Step-by-Step Walkthrough

  1. Define a Pydantic model. PaperMetadata declares the exact fields and types you expect. The model constrains both the LLM's output format and your downstream code's type expectations.

  2. Pass the schema via Options. Options(response_schema=PaperMetadata) tells Pollux to request structured output from the provider. Pollux handles the translation to provider-specific schema formats.

  3. Read from result["structured"]. When response_schema is set, result["structured"] contains one parsed object per prompt. For run() (single prompt), access result["structured"][0].

  4. Serialize to storage. Pydantic models serialize cleanly to JSON via model_dump_json(). Write one object per line for JSONL, or use model_dump() for dicts.

  5. Handle failures per file. Schema enforcement helps, but the model can still produce incomplete data or the API call can fail. Catch exceptions at the file level.

JSON Schema Dicts for Dynamic Schemas

When your schema isn't known at import time (loaded from a config file, built per-user), pass a JSON schema dict instead of a Pydantic model:

schema = {
    "type": "object",
    "properties": {
        "title": {"type": "string"},
        "topics": {"type": "array", "items": {"type": "string"}},
    },
    "required": ["title", "topics"],
}

options = Options(response_schema=schema)
result = await run(prompt, source=source, config=config, options=options)

# result["structured"][0] is a dict (no Pydantic model to parse into)
print(result["structured"][0]["title"])

Nested Models

Pydantic models can nest arbitrarily.
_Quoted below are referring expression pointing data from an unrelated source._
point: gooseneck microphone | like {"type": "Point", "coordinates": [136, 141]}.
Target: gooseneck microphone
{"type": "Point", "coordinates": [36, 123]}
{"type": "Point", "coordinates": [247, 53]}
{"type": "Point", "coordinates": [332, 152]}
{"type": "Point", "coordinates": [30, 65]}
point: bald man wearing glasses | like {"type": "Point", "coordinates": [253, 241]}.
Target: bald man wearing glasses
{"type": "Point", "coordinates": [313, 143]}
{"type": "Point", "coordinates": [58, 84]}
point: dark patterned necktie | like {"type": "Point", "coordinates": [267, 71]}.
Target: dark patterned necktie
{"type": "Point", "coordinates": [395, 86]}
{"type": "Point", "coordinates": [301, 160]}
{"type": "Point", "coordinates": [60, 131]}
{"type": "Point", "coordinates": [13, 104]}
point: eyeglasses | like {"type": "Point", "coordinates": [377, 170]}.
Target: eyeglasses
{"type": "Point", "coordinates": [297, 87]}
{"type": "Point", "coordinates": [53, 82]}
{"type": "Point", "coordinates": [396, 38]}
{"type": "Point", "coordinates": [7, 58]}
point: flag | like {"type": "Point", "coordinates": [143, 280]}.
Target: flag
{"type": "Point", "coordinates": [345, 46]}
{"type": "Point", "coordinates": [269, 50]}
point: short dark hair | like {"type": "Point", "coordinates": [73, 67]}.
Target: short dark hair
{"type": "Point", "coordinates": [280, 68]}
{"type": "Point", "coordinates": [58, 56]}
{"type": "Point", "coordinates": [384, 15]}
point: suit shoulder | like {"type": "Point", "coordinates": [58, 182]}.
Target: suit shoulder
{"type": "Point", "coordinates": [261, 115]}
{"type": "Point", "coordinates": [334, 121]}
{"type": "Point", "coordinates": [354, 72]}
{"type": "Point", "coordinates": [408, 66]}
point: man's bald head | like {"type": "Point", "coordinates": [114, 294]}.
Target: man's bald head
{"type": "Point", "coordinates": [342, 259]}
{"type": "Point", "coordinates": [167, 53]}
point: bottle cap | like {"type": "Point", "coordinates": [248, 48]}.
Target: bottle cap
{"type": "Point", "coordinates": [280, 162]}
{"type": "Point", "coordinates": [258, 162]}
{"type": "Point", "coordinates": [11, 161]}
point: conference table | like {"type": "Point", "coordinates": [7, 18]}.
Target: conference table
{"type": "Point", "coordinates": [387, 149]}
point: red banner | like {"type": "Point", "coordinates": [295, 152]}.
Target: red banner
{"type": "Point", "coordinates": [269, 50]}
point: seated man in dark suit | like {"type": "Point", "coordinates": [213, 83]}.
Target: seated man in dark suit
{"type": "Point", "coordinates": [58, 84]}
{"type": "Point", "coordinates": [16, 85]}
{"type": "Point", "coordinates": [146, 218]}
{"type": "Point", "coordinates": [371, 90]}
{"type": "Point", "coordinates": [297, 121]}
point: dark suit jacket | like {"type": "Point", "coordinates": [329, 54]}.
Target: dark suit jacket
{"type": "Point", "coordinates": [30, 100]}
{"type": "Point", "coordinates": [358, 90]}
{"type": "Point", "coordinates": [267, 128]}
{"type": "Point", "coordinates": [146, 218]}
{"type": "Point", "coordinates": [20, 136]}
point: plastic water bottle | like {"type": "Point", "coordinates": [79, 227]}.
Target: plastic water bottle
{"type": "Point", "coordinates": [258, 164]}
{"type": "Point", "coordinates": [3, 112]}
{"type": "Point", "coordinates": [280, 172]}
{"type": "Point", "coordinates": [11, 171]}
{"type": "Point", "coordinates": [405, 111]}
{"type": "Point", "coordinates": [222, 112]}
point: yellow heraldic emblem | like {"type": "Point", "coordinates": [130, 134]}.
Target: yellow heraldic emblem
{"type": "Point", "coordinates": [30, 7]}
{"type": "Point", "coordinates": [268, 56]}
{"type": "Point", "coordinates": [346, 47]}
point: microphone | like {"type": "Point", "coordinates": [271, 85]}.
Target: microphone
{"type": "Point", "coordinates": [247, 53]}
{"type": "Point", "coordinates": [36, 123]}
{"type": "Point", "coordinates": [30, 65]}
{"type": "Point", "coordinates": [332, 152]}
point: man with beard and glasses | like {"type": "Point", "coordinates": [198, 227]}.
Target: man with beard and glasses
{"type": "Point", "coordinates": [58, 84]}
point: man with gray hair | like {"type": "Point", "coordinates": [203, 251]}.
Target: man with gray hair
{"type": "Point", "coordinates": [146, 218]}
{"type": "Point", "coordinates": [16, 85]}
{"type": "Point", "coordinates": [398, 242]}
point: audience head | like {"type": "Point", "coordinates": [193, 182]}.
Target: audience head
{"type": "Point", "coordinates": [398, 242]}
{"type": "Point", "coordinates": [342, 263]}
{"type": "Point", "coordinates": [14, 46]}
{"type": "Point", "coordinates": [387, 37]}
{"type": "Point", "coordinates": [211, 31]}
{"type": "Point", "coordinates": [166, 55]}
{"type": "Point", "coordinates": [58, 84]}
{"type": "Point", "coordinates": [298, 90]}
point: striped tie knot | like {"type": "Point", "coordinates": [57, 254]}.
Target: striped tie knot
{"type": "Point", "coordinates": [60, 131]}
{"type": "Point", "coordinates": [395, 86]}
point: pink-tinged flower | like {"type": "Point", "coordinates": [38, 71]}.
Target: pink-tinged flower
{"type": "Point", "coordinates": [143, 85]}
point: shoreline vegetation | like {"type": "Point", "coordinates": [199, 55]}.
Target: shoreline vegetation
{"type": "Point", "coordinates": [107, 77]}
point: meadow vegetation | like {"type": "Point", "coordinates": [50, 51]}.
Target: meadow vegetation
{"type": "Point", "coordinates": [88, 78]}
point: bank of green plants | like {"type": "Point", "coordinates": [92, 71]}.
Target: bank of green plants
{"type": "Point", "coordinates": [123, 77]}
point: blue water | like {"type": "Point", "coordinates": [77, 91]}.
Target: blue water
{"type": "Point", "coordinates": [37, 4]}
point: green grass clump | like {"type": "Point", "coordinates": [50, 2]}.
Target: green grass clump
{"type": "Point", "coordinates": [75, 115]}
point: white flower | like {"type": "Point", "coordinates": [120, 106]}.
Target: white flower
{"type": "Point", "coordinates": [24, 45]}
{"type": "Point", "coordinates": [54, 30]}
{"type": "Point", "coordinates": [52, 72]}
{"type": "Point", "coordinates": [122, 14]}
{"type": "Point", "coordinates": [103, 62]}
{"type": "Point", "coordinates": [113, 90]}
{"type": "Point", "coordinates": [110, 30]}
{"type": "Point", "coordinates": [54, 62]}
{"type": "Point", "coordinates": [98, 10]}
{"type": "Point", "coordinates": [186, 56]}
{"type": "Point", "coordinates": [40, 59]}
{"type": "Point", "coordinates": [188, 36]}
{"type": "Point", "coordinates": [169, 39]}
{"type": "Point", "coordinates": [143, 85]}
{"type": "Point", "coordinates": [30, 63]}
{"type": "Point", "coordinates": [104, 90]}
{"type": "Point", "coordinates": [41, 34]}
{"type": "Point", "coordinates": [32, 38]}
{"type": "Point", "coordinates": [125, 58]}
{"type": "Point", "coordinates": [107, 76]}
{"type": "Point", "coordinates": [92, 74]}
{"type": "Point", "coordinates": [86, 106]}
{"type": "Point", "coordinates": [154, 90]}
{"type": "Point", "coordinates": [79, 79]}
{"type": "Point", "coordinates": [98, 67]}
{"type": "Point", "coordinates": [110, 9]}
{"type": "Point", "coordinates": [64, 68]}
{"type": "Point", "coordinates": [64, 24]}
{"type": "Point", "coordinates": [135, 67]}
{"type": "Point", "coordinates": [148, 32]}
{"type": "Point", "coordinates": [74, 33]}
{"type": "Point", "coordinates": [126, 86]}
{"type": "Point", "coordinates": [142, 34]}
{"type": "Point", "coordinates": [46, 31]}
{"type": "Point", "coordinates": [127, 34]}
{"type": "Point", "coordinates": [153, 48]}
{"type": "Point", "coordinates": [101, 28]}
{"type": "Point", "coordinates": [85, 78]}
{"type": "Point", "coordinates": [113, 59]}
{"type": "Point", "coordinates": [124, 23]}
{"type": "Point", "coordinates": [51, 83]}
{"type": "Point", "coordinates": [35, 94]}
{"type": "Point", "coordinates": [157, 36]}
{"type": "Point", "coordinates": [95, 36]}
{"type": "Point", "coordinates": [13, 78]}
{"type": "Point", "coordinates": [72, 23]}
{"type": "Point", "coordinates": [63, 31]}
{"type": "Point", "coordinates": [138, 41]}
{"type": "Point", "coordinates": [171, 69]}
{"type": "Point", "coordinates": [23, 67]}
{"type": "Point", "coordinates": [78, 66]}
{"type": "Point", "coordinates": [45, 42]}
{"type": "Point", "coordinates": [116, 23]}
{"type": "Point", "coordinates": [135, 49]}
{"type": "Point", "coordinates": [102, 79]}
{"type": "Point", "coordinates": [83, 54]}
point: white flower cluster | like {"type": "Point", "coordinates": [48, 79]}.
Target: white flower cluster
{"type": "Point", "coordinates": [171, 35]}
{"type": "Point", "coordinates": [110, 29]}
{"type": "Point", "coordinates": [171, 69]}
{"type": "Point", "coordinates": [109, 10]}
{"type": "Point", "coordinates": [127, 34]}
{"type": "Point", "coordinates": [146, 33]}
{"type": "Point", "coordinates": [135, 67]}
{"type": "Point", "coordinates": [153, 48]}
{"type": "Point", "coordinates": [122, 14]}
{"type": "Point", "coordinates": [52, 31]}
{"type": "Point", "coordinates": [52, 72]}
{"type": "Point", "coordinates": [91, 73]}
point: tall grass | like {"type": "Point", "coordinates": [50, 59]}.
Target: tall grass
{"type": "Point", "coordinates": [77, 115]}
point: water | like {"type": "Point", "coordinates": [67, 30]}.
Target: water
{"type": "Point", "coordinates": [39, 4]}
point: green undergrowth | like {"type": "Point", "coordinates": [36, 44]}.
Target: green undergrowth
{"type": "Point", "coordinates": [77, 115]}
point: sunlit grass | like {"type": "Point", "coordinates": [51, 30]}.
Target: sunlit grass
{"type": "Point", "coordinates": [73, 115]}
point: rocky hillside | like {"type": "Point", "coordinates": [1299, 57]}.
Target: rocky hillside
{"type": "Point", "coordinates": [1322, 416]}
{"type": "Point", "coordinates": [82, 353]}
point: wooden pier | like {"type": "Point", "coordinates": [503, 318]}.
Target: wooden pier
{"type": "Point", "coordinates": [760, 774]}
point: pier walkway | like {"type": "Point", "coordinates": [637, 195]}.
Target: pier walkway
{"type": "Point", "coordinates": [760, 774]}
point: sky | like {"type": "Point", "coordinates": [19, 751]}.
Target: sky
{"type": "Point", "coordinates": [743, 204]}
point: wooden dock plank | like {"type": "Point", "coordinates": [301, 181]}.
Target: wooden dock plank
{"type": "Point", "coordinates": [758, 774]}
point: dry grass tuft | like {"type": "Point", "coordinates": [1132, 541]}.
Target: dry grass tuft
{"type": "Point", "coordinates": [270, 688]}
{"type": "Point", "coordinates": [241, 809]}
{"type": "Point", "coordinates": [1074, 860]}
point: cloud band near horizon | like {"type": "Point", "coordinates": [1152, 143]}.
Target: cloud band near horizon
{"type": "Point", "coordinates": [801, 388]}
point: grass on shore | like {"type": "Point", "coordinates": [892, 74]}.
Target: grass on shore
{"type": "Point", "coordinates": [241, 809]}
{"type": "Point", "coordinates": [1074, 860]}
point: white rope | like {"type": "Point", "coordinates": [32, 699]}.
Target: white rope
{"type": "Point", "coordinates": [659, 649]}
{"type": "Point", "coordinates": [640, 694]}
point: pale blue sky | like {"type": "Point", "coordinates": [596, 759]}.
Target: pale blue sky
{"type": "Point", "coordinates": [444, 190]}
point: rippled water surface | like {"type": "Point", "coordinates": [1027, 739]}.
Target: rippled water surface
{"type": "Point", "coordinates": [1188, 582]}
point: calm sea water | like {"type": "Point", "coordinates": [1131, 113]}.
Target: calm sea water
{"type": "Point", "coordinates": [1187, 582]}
Use this for rich document structures:

class Author(BaseModel):
    name: str
    affiliation: str | None = None

class Citation(BaseModel):
    title: str
    authors: list[str]
    year: int

class DetailedPaper(BaseModel):
    title: str
    authors: list[Author]
    abstract: str
    sections: list[str]
    citations: list[Citation]

Pollux flattens the nested model into a JSON schema that the provider enforces. The response is parsed back into the full nested structure.

Structured Output with Reasoning

Combine response_schema with reasoning_effort to get both structured data and the model's reasoning trace:

options = Options(
    response_schema=PaperMetadata,
    reasoning_effort="high",
)

result = await run(prompt, source=source, config=config, options=options)

metadata = result["structured"][0]       # Typed extraction
if "reasoning" in result and result["reasoning"][0]:
    print("Reasoning:", result["reasoning"][0][:200])  # Model's thought process

This is useful when you need to audit why the model extracted specific values, for example when the methodology classification drives downstream decisions.

What to Watch For

  • Schema complexity affects reliability. Flat schemas with descriptive field names work best. Deeply nested schemas with many optional fields produce inconsistent results. Simplify where you can.
  • Raw text is always available. Even with response_schema, the raw model response is in result["answers"]. Useful for debugging when the structured output doesn't match expectations.
  • Structured output is provider- and model-dependent. Gemini, OpenAI, and Anthropic support response_schema. OpenRouter supports it on models that advertise response_format or structured_outputs. See Provider Capabilities for details.
  • Pydantic v2 is required. Pollux uses model_json_schema() for schema generation. Pydantic v2 is a dependency of Pollux.
  • Domain validation is yours. The schema enforces shape (types, required fields). Domain rules like "year must be between 1900 and 2026" belong in your code after extraction.
  • Tighten schemas iteratively. Start with required fields and add constraints (enums, length limits) as you learn edge cases from real output. Make the prompt demand specificity: "source-labeled bullets with concrete facts" beats "summarize".

To add tool calling and multi-turn reasoning on top of structured extraction, see Building an Agent Loop. To reduce token costs when running structured extraction across many prompts on the same sources, see Reducing Costs with Context Caching.